Re: Async resume patch (was: Re: [GIT PULL] PM updates for 2.6.33)

Linus Torvalds <torvalds@xxxxxxxxxxxxxxxxxxxx> · Tue, 8 Dec 2009 14:16:12 -0800 (PST)

On Tue, 8 Dec 2009, Alan Stern wrote:
> > 
> > Sure they can. Control dependencies are trivial - it's called "branch 
> > prediction", and everybody does it, and data dependencies don't exist on 
> > many CPU architectures (even to the point of reading through a pointer 
> > that you loaded).
> 
> Wait a second.  Are you saying that with code like this:
> 
> 	if (x == 1)
> 		y = 5;
> 
> the CPU may write to y before it has finished reading the value of x?  

Well, in a way.  The branch may have been predicted, and the CPU can 
_internally_ have done the 'y=5' thing into a write buffer before it even 
did the read.

Some time later it will have to _verify_ the prediction and then perhaps 
kill the write before it makes it to a data structure that is visible to 
others, but internally from the CPU standpoint, yes, the write could have 
happened before the read.

Now, whether that write is "before" or "after" the read is debatable. But 
one way of looking at it is certainly that the write took place earlier, 
and the read might have just caused it to be undone.

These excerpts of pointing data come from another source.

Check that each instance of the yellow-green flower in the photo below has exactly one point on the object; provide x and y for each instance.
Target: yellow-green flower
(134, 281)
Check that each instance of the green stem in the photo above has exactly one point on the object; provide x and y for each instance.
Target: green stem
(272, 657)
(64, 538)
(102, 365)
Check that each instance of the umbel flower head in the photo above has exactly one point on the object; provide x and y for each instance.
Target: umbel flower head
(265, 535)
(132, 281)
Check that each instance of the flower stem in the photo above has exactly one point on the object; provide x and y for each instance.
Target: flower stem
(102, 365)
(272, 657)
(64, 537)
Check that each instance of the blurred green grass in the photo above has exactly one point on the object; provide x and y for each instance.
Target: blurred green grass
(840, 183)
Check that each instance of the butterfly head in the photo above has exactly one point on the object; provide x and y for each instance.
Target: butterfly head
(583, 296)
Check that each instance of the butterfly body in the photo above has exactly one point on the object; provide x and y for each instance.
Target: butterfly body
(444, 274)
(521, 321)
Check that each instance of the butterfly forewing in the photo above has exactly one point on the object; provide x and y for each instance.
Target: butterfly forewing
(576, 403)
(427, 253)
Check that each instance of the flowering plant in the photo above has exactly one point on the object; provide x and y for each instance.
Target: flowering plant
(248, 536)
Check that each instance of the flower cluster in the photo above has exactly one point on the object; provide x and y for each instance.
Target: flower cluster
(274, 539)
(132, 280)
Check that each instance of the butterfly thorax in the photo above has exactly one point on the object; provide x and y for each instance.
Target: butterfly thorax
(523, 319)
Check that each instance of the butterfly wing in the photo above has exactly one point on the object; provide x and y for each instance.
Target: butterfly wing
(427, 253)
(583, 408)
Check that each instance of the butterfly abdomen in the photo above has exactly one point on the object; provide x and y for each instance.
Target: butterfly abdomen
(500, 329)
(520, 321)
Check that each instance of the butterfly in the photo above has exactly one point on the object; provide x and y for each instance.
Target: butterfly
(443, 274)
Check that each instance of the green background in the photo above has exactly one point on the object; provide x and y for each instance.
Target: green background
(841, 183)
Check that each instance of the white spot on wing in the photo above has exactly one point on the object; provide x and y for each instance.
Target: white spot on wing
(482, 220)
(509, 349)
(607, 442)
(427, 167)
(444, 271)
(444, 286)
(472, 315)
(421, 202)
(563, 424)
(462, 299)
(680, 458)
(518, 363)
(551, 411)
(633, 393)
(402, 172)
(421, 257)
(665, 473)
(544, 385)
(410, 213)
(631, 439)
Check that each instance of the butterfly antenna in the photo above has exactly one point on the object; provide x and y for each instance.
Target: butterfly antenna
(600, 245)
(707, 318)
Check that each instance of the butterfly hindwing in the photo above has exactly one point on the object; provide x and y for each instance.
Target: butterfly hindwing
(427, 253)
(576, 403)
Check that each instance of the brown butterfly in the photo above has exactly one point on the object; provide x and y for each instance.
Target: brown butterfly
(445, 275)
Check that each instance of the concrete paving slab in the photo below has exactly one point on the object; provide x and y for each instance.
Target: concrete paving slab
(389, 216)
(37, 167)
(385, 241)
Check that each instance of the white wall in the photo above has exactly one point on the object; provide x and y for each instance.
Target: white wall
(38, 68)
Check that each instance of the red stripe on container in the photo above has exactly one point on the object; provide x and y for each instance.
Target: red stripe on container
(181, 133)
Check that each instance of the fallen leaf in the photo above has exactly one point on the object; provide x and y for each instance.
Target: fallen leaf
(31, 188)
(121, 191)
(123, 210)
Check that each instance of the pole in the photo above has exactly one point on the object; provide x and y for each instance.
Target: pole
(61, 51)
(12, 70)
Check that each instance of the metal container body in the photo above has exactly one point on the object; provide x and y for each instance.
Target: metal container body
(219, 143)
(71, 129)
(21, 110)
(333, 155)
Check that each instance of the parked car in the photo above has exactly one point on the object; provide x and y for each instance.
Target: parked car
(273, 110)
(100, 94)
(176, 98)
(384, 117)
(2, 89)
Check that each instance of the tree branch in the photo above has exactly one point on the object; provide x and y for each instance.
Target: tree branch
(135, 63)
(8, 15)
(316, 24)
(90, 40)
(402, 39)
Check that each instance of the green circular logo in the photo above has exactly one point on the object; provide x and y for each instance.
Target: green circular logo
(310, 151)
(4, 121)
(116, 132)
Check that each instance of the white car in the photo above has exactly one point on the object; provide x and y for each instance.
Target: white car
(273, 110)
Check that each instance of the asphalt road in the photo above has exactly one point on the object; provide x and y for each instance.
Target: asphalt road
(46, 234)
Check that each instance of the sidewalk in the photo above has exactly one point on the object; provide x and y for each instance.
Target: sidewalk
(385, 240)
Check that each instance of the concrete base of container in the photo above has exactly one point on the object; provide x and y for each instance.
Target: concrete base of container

And there are real effects of this - looking at the bus, you might have a 
bus transaction to get the cacheline that contains 'y' for exclusive 
access happen _before_ the bus transaction that reads in the value of 'x' 
(but you'd never see the writeout of that '5' before).

> And this write is visible to other CPUs, so that if x was initially 0
> and a second CPU sets x to 1, the second CPU may see y == 5 before it
> executes the write to x (whatever that may mean)?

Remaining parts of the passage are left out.